TDC : machine learning and biomedicine {data set and LB}

Biomedicine is one of the most important application scenarios of machine learning . But biomedicine covers a variety of tasks, the data is very complex, and the acquisition and processing of data requires a lot of professional knowledge. This has resulted in many machine learning researchers who can only do method research on a small number of relatively well-known but much-researched tasks, while ignoring a large number of meaningful but very lacking machine learning methods research tasks. To solve this problem, a group of students and professors from Harvard, MIT, Stanford, CMU, UIUC, Georgia Tech, IQVIA launched Therapeutics Data Commons (TDC), the first large-scale data set of machine learning in biomedicine. .

TDC : machine learning and  biomedicine {data set  and LB}

Biomedicine is one of the most important application scenarios of machine learning . But biomedicine covers a variety of tasks, the data is very complex, and the acquisition and processing of data requires a lot of professional knowledge. This has resulted in many machine learning researchers who can only do method research on a small number of relatively well-known but much-researched tasks, while ignoring a large number of meaningful but very lacking machine learning methods research tasks. To solve this problem, a group of students and professors from Harvard, MIT, Stanford, CMU, UIUC, Georgia Tech, IQVIA launched Therapeutics Data Commons (TDC), the first large-scale data set of machine learning in biomedicine. .
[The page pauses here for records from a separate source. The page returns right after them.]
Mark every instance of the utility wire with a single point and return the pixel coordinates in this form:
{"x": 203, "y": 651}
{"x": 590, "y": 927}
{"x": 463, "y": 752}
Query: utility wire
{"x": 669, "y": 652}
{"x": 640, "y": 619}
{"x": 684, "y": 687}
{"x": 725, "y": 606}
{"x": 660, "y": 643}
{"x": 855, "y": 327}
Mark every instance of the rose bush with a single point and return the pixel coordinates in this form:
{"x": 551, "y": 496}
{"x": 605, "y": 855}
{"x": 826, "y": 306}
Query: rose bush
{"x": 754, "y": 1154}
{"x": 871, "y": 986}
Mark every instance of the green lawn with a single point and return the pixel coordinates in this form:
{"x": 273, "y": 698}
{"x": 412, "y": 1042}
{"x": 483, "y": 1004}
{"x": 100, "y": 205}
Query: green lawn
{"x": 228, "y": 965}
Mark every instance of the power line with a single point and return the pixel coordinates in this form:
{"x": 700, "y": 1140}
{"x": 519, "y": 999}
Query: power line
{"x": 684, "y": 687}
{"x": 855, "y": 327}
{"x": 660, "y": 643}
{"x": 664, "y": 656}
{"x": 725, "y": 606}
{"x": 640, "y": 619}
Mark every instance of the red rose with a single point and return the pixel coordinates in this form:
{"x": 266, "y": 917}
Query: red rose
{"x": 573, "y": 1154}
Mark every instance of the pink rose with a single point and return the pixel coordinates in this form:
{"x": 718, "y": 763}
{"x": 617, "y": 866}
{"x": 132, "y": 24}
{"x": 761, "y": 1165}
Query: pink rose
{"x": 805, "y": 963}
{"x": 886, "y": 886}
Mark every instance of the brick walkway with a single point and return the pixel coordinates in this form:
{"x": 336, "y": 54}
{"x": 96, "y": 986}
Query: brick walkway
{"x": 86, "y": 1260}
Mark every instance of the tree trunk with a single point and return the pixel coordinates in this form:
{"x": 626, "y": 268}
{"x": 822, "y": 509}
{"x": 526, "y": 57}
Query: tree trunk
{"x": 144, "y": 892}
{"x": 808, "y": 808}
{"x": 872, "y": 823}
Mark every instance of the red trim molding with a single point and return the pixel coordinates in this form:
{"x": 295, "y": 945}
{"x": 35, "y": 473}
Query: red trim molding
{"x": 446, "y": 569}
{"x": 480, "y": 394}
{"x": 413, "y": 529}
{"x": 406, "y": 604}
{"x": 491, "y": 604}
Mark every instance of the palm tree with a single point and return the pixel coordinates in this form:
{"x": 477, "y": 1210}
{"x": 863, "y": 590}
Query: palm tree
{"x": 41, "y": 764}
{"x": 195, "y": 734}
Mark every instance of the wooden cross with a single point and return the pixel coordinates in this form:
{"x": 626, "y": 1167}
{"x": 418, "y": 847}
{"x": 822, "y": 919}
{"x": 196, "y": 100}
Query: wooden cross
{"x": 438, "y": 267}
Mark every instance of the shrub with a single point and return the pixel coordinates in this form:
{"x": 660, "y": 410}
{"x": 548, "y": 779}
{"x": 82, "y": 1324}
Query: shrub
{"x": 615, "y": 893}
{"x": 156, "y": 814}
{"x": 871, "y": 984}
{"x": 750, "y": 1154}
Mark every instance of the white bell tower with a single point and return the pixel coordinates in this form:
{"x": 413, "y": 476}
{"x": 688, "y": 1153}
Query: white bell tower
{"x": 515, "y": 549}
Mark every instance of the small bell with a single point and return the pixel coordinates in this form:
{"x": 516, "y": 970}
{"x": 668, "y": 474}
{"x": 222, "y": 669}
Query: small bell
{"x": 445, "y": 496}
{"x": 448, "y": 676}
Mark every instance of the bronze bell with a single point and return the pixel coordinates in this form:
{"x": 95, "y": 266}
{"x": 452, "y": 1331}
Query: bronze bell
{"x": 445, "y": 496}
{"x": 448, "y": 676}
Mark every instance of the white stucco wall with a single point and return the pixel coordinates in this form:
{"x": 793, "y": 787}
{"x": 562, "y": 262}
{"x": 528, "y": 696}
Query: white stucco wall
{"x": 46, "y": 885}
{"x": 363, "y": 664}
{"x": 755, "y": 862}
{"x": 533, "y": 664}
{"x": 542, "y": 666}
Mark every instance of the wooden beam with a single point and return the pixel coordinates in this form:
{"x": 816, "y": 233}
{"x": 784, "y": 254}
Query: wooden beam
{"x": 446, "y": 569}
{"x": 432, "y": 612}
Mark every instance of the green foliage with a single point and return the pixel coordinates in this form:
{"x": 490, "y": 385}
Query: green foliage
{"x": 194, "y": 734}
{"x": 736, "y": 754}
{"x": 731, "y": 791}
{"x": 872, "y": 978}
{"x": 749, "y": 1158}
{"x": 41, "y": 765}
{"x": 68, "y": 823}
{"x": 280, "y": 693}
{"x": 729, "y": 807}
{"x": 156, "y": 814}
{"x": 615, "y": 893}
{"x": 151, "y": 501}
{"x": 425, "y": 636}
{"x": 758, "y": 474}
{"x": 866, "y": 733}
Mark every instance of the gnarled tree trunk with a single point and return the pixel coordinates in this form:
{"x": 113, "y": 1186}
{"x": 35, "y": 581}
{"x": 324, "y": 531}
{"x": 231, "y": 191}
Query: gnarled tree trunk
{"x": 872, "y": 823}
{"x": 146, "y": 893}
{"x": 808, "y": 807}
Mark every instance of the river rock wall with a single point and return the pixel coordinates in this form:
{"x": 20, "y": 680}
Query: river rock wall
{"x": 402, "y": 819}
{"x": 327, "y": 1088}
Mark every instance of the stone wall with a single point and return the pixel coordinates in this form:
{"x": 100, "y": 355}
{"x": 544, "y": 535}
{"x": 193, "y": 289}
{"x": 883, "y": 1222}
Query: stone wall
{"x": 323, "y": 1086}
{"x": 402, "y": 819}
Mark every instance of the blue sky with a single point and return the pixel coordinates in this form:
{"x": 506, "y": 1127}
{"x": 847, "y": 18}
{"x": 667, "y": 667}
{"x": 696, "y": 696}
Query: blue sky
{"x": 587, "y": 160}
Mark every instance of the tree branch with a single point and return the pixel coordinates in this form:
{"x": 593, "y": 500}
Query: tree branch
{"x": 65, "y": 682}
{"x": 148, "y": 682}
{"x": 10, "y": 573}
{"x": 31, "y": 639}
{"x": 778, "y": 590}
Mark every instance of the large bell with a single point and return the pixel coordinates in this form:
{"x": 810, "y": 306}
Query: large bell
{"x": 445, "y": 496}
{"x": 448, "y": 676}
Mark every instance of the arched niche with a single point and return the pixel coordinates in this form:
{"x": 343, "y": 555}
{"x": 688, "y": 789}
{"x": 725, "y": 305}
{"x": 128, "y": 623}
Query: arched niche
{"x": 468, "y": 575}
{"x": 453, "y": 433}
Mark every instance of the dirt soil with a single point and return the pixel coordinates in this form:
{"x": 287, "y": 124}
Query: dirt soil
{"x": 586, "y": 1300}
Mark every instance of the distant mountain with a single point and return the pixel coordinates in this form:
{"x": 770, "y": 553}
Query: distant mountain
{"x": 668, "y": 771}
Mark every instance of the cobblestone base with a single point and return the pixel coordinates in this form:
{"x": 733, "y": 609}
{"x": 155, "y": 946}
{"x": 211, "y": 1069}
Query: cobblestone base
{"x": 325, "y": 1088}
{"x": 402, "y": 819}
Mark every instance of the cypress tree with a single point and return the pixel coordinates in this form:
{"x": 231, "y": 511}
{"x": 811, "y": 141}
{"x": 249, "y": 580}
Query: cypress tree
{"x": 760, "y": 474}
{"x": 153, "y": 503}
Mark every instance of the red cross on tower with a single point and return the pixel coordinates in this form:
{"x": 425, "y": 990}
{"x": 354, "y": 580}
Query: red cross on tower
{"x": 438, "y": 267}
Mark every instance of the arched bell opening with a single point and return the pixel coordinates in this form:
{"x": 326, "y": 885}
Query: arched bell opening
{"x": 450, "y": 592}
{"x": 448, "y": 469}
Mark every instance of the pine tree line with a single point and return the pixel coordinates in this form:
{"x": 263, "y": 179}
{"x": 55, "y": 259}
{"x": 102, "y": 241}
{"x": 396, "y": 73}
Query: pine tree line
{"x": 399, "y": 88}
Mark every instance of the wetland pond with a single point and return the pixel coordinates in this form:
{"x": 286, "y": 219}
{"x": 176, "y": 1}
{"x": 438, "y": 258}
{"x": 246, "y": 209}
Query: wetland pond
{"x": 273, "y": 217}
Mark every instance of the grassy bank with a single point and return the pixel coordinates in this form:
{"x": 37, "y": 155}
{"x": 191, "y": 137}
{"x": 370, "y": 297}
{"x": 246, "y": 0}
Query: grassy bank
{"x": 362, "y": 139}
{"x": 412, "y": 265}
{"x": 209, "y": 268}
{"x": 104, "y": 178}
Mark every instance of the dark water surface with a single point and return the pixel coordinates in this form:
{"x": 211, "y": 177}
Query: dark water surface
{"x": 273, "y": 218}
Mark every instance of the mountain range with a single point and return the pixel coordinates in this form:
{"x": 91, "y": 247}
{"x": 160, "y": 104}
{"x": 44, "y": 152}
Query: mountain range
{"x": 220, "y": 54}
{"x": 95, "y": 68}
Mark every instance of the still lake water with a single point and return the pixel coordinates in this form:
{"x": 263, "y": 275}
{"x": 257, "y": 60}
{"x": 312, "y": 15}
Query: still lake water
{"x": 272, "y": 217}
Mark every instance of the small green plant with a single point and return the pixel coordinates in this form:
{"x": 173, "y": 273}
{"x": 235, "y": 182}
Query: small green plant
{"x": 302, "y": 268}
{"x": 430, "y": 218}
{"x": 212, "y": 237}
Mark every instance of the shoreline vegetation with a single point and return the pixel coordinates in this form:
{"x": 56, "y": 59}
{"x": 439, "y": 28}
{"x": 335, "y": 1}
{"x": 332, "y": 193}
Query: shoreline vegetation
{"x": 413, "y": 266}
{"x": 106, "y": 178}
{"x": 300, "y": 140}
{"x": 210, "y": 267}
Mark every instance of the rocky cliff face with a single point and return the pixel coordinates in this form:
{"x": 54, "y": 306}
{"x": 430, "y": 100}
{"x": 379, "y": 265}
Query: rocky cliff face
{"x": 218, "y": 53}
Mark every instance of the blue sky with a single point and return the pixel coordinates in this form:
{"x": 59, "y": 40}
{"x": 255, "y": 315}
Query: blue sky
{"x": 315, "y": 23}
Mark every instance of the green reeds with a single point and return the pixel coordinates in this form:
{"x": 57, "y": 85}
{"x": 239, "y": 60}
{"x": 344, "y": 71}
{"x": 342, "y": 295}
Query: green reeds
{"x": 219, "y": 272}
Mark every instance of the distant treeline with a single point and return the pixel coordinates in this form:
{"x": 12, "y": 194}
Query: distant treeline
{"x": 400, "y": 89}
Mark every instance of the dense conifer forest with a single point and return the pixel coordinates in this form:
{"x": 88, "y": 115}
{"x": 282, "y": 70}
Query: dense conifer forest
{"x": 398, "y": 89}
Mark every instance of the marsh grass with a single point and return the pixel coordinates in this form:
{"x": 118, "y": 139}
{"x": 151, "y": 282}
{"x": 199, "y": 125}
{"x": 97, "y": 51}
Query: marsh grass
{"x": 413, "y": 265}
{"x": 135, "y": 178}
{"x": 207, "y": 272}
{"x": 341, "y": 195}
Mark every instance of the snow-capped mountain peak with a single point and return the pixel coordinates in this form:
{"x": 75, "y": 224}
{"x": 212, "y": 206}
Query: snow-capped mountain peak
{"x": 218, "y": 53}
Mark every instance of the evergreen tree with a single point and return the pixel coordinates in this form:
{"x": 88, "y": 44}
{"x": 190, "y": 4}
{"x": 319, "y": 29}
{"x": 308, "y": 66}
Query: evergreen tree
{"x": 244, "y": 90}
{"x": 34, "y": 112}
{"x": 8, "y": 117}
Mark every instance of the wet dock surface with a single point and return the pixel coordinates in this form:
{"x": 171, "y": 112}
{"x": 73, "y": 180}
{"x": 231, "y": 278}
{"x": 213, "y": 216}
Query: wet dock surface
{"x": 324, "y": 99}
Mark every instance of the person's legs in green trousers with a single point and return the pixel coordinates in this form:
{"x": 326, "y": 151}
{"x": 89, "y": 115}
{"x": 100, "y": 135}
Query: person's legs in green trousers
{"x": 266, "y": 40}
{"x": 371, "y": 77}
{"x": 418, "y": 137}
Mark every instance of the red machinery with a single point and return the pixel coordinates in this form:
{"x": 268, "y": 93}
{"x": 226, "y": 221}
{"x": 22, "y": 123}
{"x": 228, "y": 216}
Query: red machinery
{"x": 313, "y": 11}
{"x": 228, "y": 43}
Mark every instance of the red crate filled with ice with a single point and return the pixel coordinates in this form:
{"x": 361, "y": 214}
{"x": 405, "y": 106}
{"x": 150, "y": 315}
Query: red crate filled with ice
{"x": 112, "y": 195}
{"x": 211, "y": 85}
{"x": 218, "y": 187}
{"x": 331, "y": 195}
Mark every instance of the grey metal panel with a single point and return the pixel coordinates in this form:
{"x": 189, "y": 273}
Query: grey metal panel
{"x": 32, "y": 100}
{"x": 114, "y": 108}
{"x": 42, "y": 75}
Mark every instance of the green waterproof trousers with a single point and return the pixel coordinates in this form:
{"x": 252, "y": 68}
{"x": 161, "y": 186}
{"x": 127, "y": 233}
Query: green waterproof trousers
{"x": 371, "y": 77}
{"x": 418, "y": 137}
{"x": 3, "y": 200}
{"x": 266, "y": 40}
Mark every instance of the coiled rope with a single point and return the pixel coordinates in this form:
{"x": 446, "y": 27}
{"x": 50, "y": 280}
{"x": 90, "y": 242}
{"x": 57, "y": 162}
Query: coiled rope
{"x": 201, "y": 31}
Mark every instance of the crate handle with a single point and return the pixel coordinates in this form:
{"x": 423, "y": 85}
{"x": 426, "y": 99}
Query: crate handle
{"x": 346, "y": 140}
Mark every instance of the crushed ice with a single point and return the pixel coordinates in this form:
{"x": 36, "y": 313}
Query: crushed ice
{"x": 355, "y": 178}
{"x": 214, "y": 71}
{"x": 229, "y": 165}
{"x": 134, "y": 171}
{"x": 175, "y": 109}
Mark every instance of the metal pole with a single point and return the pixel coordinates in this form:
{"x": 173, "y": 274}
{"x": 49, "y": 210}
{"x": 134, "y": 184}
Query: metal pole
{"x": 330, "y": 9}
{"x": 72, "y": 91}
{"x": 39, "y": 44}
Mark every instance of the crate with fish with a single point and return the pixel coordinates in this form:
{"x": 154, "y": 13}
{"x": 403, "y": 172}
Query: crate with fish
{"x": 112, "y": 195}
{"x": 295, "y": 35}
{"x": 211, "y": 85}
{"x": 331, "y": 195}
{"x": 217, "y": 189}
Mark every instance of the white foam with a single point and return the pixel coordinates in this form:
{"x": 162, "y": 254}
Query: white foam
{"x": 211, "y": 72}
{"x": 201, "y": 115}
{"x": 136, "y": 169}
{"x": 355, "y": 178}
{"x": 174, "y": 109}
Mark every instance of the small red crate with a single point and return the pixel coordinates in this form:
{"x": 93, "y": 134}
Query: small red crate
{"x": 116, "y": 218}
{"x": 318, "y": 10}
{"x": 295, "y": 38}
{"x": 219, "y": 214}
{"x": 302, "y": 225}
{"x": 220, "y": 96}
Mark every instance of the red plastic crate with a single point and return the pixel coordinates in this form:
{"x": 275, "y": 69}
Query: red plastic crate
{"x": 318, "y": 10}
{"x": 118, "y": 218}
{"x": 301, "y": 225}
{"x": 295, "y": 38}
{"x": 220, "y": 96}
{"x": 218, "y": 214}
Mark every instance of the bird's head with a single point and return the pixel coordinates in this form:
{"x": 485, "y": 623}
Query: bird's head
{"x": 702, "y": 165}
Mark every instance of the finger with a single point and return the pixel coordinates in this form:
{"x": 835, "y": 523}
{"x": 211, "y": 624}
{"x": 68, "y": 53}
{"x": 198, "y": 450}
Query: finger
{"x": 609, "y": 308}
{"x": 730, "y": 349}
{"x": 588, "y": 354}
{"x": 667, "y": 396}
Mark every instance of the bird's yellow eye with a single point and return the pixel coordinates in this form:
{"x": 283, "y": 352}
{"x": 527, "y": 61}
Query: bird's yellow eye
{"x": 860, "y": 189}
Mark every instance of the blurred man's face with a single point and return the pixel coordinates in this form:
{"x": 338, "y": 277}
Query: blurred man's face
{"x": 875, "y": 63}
TDC currently contains 20+ meaningful tasks and more than 70 high-quality data sets, covering the discovery of target proteins, pharmacokinetics, safety, and drug production. And not only small molecules, but also antibodies, vaccines, miRNAs, etc. Later, CRISPR, Clinical Trials, etc. will be added. These data are processed to be directly input into the machine learning model. And most of them are new pits! We also provide some leaderboards to provide model SOTA comparison.

Everyone is welcome to use TDC and provide suggestions! For more information, please visit the website and GitHub !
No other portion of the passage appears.